Unit al5strings

Uses
Classes, Interfaces, Objects and Records
Constants
Variables

Description

Functions to integrate Pascal String with Allegro AL_STR. Also implements Allegro's UNICODE support.

About string manipulation

By default, Delphi RTL libraries defines STRING as UNICODESTRING. Since Allegro expects ANSISTRING this means you should use convert funcions as UTFToString and UTF8Encode to work properly, wich makes such operations non compatible with Free Pascal.

This unit defines a collection of functions and procedures that works like RTL string manipulation ones (i.e. SysUtils and Strings unit) but using the AL_STR type, ensuring your code will work both Delphi and Free Pascal without changes. It includes a few conversion functions as well if you need them.

About UTF-8 string routines

Some parts of the Allegro API, such as the font routines, expect Unicode strings encoded in UTF-8. The UTF8 basic routines are provided to help you work with UTF-8 strings, however it does not mean you need to use them.

Briefly, Unicode is a standard consisting of a large character set of over 100,000 characters, and rules, such as how to sort strings. A code point is the integer value of a character, but not all code points are characters, as some code points have other uses. Unlike legacy character sets, the set of code points is open ended and more are assigned with time.

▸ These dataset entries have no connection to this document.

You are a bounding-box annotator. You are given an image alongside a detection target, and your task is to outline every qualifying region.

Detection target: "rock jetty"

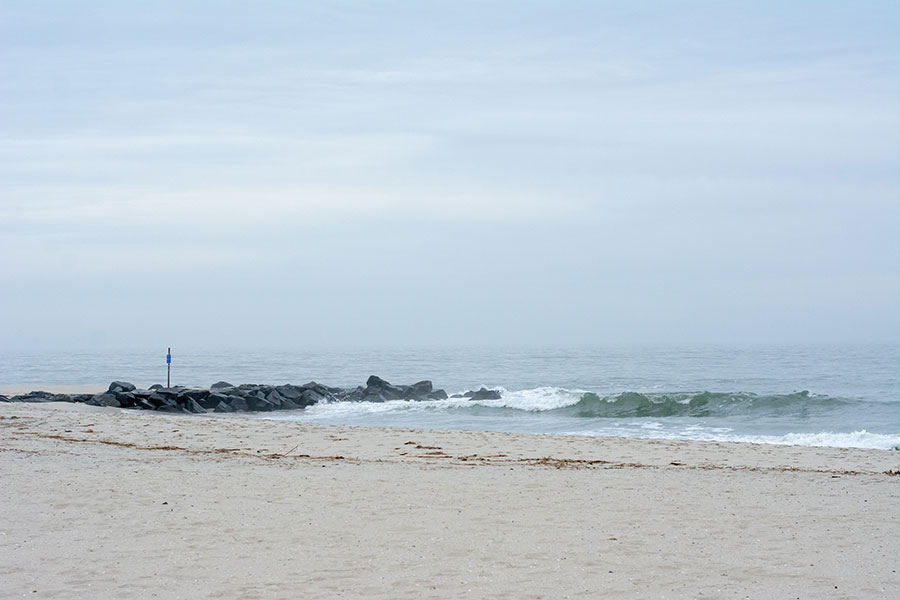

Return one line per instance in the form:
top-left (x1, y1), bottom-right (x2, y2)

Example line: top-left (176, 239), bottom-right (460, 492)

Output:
top-left (0, 375), bottom-right (500, 414)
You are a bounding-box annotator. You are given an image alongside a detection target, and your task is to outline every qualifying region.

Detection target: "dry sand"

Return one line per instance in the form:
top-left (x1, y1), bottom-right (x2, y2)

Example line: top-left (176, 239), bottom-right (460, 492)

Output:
top-left (0, 404), bottom-right (900, 599)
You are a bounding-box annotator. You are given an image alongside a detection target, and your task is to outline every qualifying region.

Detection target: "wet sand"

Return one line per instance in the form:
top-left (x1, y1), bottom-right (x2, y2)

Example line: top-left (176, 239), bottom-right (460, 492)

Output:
top-left (0, 403), bottom-right (900, 598)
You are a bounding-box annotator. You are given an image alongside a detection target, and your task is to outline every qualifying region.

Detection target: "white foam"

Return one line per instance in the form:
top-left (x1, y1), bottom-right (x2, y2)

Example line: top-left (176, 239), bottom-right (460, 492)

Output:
top-left (469, 387), bottom-right (584, 412)
top-left (731, 429), bottom-right (900, 450)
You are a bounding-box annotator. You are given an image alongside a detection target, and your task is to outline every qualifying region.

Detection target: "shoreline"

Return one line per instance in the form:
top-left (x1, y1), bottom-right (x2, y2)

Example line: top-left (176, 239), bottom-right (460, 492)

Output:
top-left (0, 403), bottom-right (900, 598)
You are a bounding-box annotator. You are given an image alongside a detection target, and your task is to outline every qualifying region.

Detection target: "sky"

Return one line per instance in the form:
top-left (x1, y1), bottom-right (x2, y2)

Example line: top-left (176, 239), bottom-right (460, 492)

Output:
top-left (0, 0), bottom-right (900, 351)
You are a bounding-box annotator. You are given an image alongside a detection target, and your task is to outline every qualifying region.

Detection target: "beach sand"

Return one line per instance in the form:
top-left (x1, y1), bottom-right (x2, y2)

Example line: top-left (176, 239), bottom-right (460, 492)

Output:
top-left (0, 403), bottom-right (900, 598)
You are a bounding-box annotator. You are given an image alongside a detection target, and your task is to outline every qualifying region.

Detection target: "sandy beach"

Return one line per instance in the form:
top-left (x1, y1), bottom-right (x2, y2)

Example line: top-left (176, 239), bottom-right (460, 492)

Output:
top-left (0, 403), bottom-right (900, 598)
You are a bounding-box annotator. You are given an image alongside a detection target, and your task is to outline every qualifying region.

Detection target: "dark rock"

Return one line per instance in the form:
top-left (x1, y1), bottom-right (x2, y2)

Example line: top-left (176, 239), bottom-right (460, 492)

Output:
top-left (210, 396), bottom-right (234, 412)
top-left (451, 388), bottom-right (502, 400)
top-left (113, 392), bottom-right (136, 408)
top-left (362, 375), bottom-right (409, 402)
top-left (295, 389), bottom-right (325, 406)
top-left (275, 384), bottom-right (306, 400)
top-left (9, 392), bottom-right (57, 402)
top-left (178, 388), bottom-right (209, 403)
top-left (146, 388), bottom-right (178, 411)
top-left (86, 394), bottom-right (122, 408)
top-left (134, 398), bottom-right (156, 410)
top-left (106, 381), bottom-right (137, 394)
top-left (197, 392), bottom-right (228, 408)
top-left (300, 381), bottom-right (342, 398)
top-left (228, 396), bottom-right (250, 412)
top-left (409, 380), bottom-right (434, 399)
top-left (179, 398), bottom-right (206, 415)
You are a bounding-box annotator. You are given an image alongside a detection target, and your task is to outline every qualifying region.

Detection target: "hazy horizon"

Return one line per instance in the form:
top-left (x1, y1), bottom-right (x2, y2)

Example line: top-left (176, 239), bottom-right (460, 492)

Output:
top-left (0, 1), bottom-right (900, 352)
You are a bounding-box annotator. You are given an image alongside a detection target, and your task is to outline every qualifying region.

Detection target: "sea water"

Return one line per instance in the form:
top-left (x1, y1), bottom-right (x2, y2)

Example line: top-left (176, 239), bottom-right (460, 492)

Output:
top-left (0, 345), bottom-right (900, 450)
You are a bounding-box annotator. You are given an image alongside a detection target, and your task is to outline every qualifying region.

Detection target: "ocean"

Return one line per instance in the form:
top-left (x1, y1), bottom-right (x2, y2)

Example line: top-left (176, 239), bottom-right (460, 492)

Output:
top-left (0, 344), bottom-right (900, 450)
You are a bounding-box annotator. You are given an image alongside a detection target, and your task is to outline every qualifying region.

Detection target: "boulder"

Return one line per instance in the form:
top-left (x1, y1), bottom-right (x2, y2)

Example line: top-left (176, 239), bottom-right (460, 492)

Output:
top-left (294, 389), bottom-right (325, 407)
top-left (113, 392), bottom-right (137, 408)
top-left (451, 388), bottom-right (502, 400)
top-left (228, 396), bottom-right (250, 412)
top-left (86, 394), bottom-right (122, 408)
top-left (106, 381), bottom-right (137, 394)
top-left (213, 400), bottom-right (234, 412)
top-left (9, 392), bottom-right (57, 402)
top-left (178, 398), bottom-right (206, 415)
top-left (409, 380), bottom-right (434, 400)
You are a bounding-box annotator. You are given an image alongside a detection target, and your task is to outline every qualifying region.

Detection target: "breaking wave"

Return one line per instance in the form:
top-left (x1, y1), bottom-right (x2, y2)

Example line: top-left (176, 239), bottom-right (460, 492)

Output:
top-left (460, 388), bottom-right (855, 418)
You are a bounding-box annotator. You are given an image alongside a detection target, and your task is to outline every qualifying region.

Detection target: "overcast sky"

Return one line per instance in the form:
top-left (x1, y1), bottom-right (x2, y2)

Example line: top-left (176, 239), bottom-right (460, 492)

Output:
top-left (0, 0), bottom-right (900, 350)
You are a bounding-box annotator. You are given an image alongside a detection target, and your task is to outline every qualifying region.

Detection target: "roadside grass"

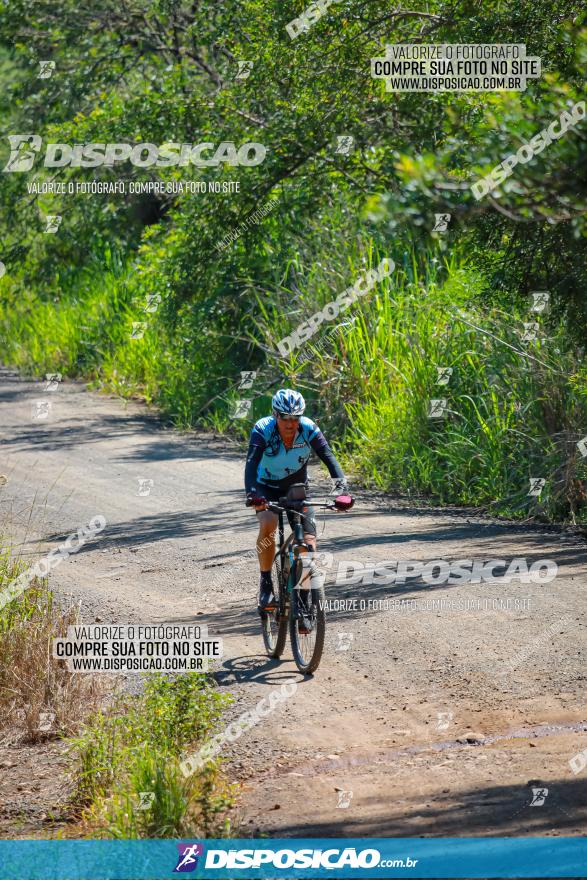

Clearly it is impossible to represent each code point with a 8-bit byte (limited to 256 code points) or even a 16-bit integer (limited to 65536 code points). It is possible to store code points in a 32-bit integers but it is space inefficient, and not actually that useful (at least, when handling the full complexity of Unicode; Allegro only does the very basics). There exist different Unicode Transformation Formats for encoding code points into smaller code units. The most important transformation formats are UTF-8 and UTF-16.

UTF-8 is a variable-length encoding which encodes each code point to between one and four 8-bit bytes each. UTF-8 has many nice properties, but the main advantages are that it is backwards compatible with C strings, and ASCII characters (code points in the range 0-127) are encoded in UTF-8 exactly as they would be in ASCII.

UTF-16 is another variable-length encoding, but encodes each code point to one or two 16-bit words each. It is, of course, not compatible with traditional C strings. Allegro does not generally use UTF-16 strings.

Here is a diagram of the representation of the word "ål", with a NUL terminator, in both UTF-8 and UTF-16.

String

å

l

NUL

Code points

U+00E5 (229)

U+006C (108)

U+0000 (0)

UTF-8 bytes

0xC3, 0xA5

0x6C

0x00

UTF-16LE bytes

0xE5, 0x00

0x6C, 0x00

0x00, 0x00

You can see the aforementioned properties of UTF-8. The first code point U+00E5 ("å") is outside of the ASCII range (0-127) so is encoded to multiple code units – it requires two bytes. U+006C ("l") and U+0000 (NUL) both exist in the ASCII range so take exactly one byte each, as in a pure ASCII string. A zero byte never appears except to represent the NUL character, so many functions which expect C-style strings will work with UTF-8 strings without modification.

On the other hand, UTF-16 represents each code point by either one or two 16-bit code units (two or four bytes). The representation of each 16-bit code unit depends on the byte order; here we have demonstrated little endian.

Both UTF-8 and UTF-16 are self-synchronising. Starting from any offset within a string, it is efficient to find the beginning of the previous or next code point.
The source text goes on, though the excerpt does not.